One item being recalled, a high chair with pegs on its legs, has been on the shelves since 2001. 13 kids have gotten stitches because they were scratched by the pegs, and one kid had some kind of tooth injury (to his baby teeth). One chair has injured 14 kids in a decade. Seriously? You’re recalling a high chair because it gave just over a dozen kids owies in one-tenth of a century? Holy shit, what a bloodbath!
I remember getting hurt on things around the house and hearing “Now you know not to do that again” and “Well, don’t put your finger in there.” This is the kind of thing growing up teaches us through experience: touch hot stove, never touch hot stove again. I once touched an exposed wire; I learned awfully fast why you shouldn’t do that. But it didn’t kill me. Cuts and bruises never killed me. Broken bones only slowed me down. I fell face first into experience, and as a result, I wasn’t afraid of walking in an icy parking lot or seeing a bee outside. I learned to be careful by hurting myself.

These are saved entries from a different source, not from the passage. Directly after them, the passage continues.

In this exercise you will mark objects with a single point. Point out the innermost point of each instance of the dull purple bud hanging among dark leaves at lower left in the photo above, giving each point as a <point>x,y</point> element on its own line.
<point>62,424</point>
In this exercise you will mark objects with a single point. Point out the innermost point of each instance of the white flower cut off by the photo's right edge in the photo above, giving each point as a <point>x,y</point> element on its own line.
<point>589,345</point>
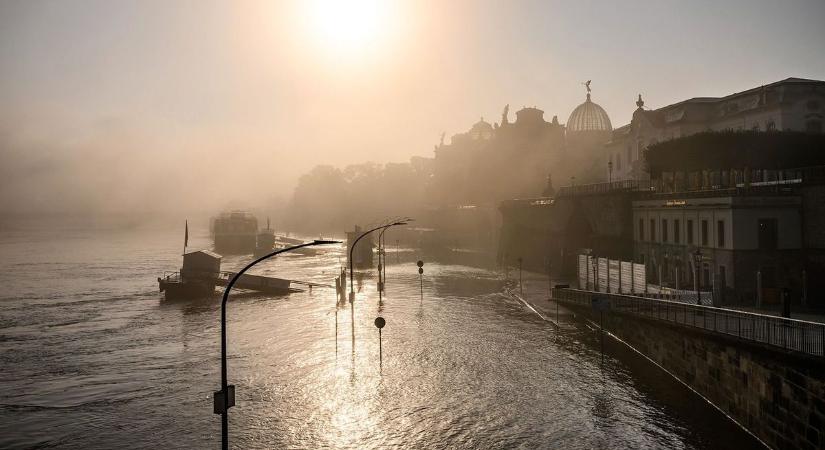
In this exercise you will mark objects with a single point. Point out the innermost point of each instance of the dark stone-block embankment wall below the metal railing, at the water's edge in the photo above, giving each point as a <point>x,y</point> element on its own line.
<point>778,395</point>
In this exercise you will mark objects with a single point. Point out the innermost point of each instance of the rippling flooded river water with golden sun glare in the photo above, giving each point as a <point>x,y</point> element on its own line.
<point>91,356</point>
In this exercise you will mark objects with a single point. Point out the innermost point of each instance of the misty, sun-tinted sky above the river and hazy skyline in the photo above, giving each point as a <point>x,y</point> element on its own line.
<point>159,105</point>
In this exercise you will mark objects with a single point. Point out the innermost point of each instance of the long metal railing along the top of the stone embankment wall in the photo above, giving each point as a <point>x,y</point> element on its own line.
<point>790,334</point>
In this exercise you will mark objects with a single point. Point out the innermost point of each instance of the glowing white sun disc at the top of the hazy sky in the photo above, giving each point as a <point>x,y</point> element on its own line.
<point>350,26</point>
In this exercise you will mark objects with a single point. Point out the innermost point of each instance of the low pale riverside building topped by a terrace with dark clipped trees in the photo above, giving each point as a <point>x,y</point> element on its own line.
<point>733,224</point>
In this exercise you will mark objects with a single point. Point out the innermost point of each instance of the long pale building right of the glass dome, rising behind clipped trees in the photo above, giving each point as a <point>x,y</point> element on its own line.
<point>793,104</point>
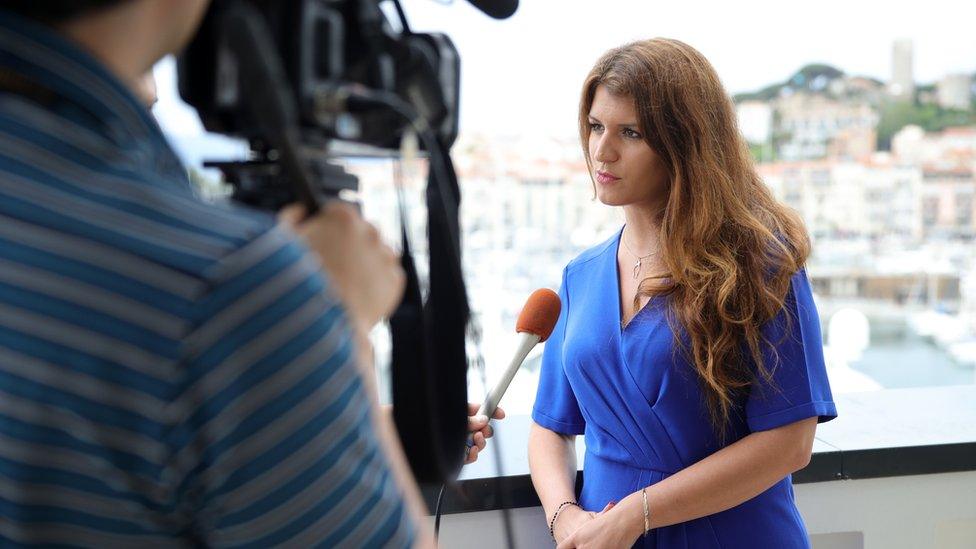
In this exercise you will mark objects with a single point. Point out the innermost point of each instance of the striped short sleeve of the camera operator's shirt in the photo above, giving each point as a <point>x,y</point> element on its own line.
<point>277,444</point>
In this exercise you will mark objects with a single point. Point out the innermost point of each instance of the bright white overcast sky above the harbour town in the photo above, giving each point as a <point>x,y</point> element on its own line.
<point>523,74</point>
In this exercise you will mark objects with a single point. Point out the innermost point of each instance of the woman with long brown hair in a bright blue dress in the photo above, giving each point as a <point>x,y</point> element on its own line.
<point>688,350</point>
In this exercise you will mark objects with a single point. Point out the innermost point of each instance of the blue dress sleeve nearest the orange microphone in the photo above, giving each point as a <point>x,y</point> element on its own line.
<point>555,406</point>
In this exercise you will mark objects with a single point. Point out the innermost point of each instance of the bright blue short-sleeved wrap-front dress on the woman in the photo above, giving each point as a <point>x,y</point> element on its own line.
<point>642,412</point>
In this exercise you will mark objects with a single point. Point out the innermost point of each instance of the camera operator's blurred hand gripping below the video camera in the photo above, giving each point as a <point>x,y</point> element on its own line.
<point>365,272</point>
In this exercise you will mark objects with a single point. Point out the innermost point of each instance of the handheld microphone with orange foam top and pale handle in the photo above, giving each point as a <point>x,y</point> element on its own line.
<point>535,324</point>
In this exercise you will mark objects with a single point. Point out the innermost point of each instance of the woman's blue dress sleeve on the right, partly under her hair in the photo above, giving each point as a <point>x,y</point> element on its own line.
<point>798,387</point>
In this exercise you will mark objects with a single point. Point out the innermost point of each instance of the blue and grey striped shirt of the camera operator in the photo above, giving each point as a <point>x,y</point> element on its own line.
<point>172,372</point>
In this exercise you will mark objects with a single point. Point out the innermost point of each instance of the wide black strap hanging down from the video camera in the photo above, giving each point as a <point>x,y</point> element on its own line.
<point>429,364</point>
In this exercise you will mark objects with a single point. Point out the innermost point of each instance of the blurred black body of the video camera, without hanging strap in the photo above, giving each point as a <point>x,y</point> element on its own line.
<point>326,48</point>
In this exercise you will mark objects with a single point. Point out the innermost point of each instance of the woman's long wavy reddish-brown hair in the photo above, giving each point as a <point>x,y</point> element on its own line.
<point>729,248</point>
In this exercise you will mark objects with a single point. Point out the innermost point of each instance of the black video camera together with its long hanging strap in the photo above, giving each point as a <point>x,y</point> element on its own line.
<point>294,77</point>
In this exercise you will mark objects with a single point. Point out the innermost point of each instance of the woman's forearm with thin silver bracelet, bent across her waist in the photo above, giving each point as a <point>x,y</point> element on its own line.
<point>729,477</point>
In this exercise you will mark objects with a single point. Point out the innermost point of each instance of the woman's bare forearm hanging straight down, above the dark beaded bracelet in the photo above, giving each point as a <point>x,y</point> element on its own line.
<point>552,464</point>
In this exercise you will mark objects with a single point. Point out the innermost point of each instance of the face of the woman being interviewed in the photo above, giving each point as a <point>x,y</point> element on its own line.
<point>626,170</point>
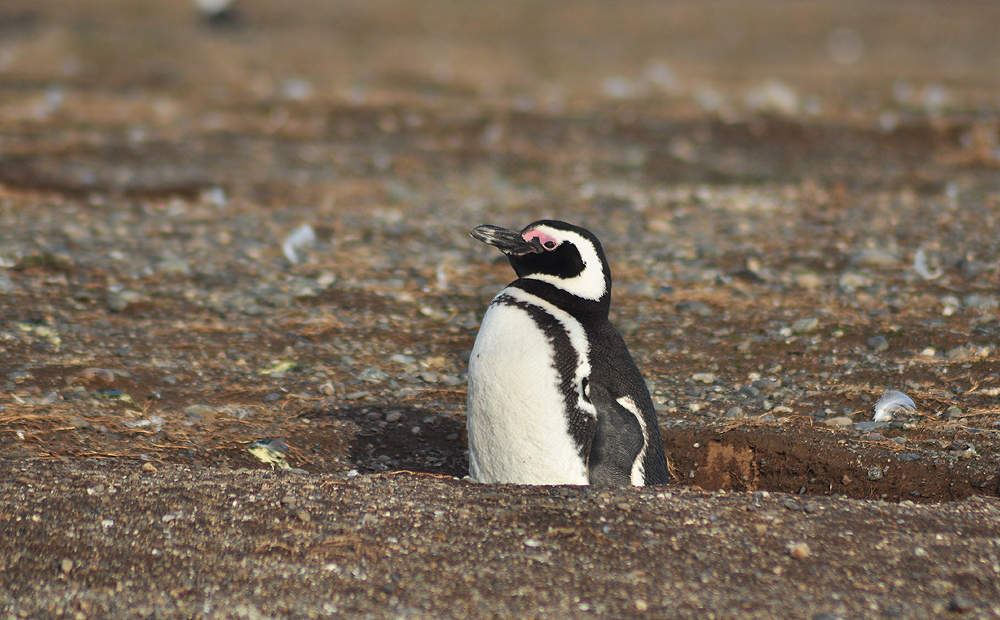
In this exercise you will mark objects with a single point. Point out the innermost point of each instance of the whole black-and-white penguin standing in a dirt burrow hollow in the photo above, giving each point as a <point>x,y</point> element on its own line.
<point>554,396</point>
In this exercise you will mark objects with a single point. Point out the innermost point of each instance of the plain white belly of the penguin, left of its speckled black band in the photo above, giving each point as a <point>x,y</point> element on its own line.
<point>518,431</point>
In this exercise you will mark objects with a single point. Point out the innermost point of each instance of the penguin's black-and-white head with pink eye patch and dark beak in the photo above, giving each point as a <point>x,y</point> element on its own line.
<point>566,256</point>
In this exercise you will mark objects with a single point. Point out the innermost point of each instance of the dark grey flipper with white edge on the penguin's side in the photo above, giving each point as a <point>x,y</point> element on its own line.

Here’s the kind of example I had as a kid: my Dad once took us sledding and decided it would be a slick idea to surf down the hillside. He stood on one of those roll-up toboggans and fell right on his head, sprained his neck, drove himself to the hospital and came back with a neck brace. I think he was about 30. Obviously, he wasn’t the kind of guy who was losing sleep at night because there wasn’t a door guarding the basement steps or padding on the table edges.
But you know what? He didn’t have to be. Because he also taught me about looking both ways before crossing the street and not getting in a stranger’s car and the correct way to hold scissors and knife safety and why you shouldn’t run from dogs. He worried about the things a parent should worry about, and knew that making non-fatal mistakes would teach me the rest.
And he certainly never forced a product recall because I scratched myself on something.